Wesley Corpus

Treatise Thoughts On Nervous Disorders

AuthorJohn Wesley
Typetreatise
YearNone
Passage IDjw-treatise-thoughts-on-nervous-disorders-002
Words394
Pneumatology Free Will Social Holiness
5. But allowing both tea and spirituous liquors to have contributed largely to the increase of nervous disorders, yet it may be doubted, whether one or both of them are the principal causes of them. The principal causes of them ‘(particularly among those who do not work for their living) are, as Dr. Cadogan justly observes, indolence, intemperance, and irregular passions. First. Indolence, the not using such a degree of exercise as the constitution requires. To illustrate this: Our body is composed of earth, water, air, and fire; and the two latter are as necessary as the two former. To supply these, that curious engine, the lungs, continually takes in the air; to every particle of which a particle of fire is attached, which, being detached from it, is mingled with the blood. Now, exercise quickens the motion of the lungs, and enables them to collect from the air a due quantity of fire. The nerves are the conductors of this ethereal fire, vulgarly called the animal spirits. If this is duly diffused through the whole body, we are lively and vigorous; if it is not, (which without exercise it cannot be,) we soon grow faint and languid. And if other disorders do not ensue, those termed nervous surely will, with that whole train of symptoms which are usually comprised in what is termed lowness of spirits. 6. Intemperance is another principal cause of this;--if not intemperance in drink, which is not quite so common, yet intemperance in meat; the taking more of it than nature requires. Dr. Cheyne well observes, it is not generally the quality, but the quantity, of what we eat which hurts us. What hurts the nerves in particular, is the eating too much animal food, especially at night; much more the eating at one meal foods of several different kinds.
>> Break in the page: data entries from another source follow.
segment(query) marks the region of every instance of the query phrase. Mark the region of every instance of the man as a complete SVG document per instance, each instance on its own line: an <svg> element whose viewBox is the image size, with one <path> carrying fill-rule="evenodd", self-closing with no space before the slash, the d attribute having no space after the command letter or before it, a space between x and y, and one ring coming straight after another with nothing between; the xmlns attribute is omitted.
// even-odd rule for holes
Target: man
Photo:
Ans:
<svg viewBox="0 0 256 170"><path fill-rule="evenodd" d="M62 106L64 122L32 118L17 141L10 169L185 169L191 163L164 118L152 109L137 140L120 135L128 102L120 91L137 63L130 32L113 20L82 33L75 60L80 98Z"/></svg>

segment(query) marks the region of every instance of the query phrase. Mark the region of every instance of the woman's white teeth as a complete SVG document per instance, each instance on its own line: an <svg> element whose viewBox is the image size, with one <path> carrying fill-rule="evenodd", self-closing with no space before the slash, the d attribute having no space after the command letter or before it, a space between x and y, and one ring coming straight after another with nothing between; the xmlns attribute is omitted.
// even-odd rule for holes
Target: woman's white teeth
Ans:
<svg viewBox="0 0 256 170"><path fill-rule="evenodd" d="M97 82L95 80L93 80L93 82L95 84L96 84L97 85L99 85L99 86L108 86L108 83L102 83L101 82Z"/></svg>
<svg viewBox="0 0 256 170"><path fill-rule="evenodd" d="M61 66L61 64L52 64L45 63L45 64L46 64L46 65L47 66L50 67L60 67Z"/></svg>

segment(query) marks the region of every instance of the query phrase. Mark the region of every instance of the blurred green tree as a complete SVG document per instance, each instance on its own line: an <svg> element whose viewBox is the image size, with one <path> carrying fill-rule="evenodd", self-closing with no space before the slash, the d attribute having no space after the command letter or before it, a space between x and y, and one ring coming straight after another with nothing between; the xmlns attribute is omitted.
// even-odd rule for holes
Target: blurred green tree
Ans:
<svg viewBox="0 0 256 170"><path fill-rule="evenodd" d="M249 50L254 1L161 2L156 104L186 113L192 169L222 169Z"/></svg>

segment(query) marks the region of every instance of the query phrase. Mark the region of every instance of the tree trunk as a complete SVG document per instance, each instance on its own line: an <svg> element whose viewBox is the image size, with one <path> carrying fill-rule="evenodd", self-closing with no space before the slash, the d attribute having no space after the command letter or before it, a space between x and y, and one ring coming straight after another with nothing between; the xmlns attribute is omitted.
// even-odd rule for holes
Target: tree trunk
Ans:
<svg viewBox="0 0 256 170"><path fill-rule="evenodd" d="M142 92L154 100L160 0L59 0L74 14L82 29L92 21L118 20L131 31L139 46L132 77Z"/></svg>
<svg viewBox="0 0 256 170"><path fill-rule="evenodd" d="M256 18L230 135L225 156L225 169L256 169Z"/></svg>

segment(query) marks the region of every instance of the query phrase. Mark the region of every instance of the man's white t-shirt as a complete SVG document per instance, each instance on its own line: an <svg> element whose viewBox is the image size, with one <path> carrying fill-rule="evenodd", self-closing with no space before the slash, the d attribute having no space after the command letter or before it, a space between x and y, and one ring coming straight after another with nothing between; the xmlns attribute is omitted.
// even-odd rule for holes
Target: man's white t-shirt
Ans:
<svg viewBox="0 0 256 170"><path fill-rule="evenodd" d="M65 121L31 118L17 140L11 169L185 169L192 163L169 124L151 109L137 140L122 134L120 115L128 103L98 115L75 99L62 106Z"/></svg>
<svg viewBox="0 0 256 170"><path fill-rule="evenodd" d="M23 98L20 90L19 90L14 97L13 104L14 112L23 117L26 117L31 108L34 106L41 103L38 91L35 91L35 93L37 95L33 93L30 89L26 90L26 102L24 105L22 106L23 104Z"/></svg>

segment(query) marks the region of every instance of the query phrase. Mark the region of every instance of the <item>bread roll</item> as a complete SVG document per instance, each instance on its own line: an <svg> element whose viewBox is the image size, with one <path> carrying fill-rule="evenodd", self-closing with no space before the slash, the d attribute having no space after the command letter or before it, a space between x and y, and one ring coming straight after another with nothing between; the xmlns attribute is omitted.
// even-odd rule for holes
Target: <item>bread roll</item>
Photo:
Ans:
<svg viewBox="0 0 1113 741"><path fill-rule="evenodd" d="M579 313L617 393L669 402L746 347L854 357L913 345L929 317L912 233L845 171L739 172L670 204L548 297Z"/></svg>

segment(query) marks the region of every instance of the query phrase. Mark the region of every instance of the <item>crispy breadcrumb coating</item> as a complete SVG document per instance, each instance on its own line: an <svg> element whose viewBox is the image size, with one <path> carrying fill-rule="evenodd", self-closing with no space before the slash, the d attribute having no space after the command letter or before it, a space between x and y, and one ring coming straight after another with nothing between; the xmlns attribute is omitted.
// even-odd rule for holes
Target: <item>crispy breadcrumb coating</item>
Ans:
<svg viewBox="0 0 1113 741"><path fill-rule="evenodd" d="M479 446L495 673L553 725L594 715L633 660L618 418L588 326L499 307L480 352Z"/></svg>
If we consider how few observe this, we shall not wonder that so many have nervous disorders; especially among those that have an opportunity of indulging themselves daily in variety, and who are hereby continually tempted to eat more than nature. requires. 7. But there is another sort of intemperance, of which I think Dr. Cadogan does not take the least notice. And yet it is the source of more nervous disorders than even intem perance in food; I mean, intemperance in sleep; the sleeping longer than nature requires.